I'm trying to import a database into R to transform and load back into a different database. I am pulling my set from an RDS Mysql with:
con <- dbConnect(MySQL(),
user = 'user',
password = 'password',
host = 'url',
dbname='dbName')
sqlcmd = paste("SELECT * FROM dbName.`users`");
contentTable = dbGetQuery(con,sqlcmd);
contentTable["first_name"]
which nets me this unfortunate output
first_name
1 Sergio
2 Sara
3 J\xfalia
4 Tatiana
5 Paula
My problem is that the third name should be coming back as Júlia. This problem occurred in other rows as well.
My locale is set as follows.
> Sys.getlocale()
[1] "pt_PT.UTF-8/pt_PT.UTF-8/pt_PT.UTF-8/C/pt_PT.UTF-8/en_US.UTF-8"

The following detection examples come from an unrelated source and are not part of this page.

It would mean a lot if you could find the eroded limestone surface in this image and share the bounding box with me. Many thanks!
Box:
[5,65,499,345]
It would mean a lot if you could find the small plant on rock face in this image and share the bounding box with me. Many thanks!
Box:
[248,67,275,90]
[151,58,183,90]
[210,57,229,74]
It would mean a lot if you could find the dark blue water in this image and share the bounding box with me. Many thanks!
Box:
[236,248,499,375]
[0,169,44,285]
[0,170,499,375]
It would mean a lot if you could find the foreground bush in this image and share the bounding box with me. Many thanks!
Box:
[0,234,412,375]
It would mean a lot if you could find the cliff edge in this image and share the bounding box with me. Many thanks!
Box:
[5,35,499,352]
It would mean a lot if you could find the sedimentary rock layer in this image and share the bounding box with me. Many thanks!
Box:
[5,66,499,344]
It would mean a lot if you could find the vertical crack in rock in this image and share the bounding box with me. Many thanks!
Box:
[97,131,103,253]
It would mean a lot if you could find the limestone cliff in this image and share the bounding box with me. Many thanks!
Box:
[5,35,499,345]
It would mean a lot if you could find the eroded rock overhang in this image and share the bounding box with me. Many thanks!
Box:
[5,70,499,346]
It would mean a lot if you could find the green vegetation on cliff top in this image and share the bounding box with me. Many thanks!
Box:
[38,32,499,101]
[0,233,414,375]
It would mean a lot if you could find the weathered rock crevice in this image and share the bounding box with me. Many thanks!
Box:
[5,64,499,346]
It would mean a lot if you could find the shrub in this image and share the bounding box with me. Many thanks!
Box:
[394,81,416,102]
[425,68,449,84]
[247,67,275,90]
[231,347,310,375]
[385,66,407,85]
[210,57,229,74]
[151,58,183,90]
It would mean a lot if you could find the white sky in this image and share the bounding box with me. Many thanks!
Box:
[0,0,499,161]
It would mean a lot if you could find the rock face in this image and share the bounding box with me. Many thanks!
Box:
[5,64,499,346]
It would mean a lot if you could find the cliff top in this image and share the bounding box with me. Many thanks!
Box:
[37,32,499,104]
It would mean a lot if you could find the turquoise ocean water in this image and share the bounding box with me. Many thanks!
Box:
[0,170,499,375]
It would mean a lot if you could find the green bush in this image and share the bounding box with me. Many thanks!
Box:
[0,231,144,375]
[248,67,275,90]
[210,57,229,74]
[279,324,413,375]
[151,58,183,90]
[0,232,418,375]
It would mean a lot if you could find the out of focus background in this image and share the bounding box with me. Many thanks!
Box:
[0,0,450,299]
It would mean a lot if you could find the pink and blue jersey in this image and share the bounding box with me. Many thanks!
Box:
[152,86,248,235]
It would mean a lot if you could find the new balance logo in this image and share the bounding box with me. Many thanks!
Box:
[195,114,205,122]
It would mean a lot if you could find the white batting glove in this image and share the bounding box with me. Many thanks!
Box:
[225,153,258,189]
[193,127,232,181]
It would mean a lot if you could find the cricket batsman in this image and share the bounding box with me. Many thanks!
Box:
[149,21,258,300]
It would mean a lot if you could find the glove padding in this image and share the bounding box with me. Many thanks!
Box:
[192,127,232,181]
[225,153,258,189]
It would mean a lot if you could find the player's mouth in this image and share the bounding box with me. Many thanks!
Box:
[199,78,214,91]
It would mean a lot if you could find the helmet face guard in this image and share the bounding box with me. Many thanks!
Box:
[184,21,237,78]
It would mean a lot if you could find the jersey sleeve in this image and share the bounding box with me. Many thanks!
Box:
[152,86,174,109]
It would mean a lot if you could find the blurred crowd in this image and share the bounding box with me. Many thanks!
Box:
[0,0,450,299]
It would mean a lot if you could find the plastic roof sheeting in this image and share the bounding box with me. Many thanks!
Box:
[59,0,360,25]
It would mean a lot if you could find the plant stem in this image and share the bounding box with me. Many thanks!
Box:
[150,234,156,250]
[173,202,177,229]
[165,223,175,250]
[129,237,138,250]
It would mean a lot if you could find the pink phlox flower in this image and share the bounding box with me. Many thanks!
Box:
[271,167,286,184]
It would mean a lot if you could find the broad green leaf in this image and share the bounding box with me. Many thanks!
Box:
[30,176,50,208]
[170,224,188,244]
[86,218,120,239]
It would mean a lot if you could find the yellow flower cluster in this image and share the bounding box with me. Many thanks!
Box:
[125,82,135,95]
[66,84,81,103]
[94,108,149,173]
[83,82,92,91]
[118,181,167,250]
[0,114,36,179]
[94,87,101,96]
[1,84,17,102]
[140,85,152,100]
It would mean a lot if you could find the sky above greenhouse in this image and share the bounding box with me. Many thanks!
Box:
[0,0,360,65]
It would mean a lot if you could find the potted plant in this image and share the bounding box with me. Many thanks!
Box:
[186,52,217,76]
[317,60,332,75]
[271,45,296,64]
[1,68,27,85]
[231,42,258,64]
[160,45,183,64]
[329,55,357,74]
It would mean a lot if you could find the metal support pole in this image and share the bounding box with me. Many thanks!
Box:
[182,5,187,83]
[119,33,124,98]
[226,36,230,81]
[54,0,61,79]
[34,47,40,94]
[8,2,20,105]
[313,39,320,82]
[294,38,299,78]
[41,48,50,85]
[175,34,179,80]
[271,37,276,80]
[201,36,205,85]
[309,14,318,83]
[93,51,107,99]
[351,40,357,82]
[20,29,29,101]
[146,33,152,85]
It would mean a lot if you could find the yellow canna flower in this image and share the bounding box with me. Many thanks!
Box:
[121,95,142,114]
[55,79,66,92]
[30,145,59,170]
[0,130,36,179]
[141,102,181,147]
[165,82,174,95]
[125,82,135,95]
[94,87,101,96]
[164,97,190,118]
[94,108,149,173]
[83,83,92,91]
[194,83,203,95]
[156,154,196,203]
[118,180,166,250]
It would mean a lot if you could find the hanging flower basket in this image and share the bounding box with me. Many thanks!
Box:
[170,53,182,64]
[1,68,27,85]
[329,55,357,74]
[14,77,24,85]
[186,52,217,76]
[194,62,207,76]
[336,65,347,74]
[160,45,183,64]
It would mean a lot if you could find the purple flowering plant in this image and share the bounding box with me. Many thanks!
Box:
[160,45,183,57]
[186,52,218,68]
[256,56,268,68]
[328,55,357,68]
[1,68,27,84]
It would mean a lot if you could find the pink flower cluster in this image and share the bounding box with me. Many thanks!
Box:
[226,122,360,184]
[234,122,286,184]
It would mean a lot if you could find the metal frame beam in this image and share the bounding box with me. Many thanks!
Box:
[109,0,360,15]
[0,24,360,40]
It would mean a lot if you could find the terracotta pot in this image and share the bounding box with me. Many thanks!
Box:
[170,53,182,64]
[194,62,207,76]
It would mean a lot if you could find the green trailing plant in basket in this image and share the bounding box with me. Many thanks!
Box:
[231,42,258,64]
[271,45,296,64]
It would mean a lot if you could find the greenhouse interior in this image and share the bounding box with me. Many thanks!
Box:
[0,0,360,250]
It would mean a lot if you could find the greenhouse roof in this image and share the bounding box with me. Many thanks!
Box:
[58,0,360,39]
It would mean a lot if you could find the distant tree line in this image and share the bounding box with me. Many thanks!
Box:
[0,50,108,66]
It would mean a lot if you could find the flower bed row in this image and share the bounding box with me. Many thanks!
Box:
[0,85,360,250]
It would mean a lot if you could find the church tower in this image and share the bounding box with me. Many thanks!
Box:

and the default character for the server is
# Variable_name, Value
'character_set_client', 'utf8'
'character_set_connection', 'utf8'
'character_set_database', 'utf8'
'character_set_filesystem', 'binary'
'character_set_results', 'utf8'
'character_set_server', 'latin1'
'character_set_system', 'utf8'
'character_sets_dir', '/rdsdbbin/oscar-5.6.10a.14.15/share/charsets/'
I am a bit lost and about to switch to Python/Panda (which gave me the correct characters but I have a bit of a learning curve to face for what I want to do next). Any idea what to do now?
Update1:
SHOW CREATE TABLE users;
CREATE TABLE `users` (
`id` int(11) NOT NULL AUTO_INCREMENT,
`first_name` varchar(255) NOT NULL,
`last_name` varchar(255) NOT NULL,
`email` varchar(255) NOT NULL,
`birthday` date DEFAULT NULL,
`age` int(11) DEFAULT NULL,
`city` varchar(255) DEFAULT NULL,
`state` varchar(255) DEFAULT NULL,
`country` varchar(255) DEFAULT NULL,
`beer_points` int(11) DEFAULT NULL,
`access_token` text,
`created_at` datetime NOT NULL,
`updated_at` datetime NOT NULL,
`profile_picture_file_name` varchar(255) DEFAULT NULL,
`profile_picture_content_type` varchar(255) DEFAULT NULL,
`profile_picture_file_size` int(11) DEFAULT NULL,
`profile_picture_updated_at` datetime DEFAULT NULL,
`role` varchar(255) DEFAULT NULL,
`password_digest` varchar(255) DEFAULT NULL,
`gender` varchar(255) DEFAULT NULL,
`share_code` varchar(255) DEFAULT NULL,
`privacy_enabled` tinyint(1) DEFAULT '0',
PRIMARY KEY (`id`),
UNIQUE KEY `index_users_on_email` (`email`),
KEY `index_users_on_role` (`role`)
) ENGINE=InnoDB AUTO_INCREMENT=46 DEFAULT CHARSET=latin1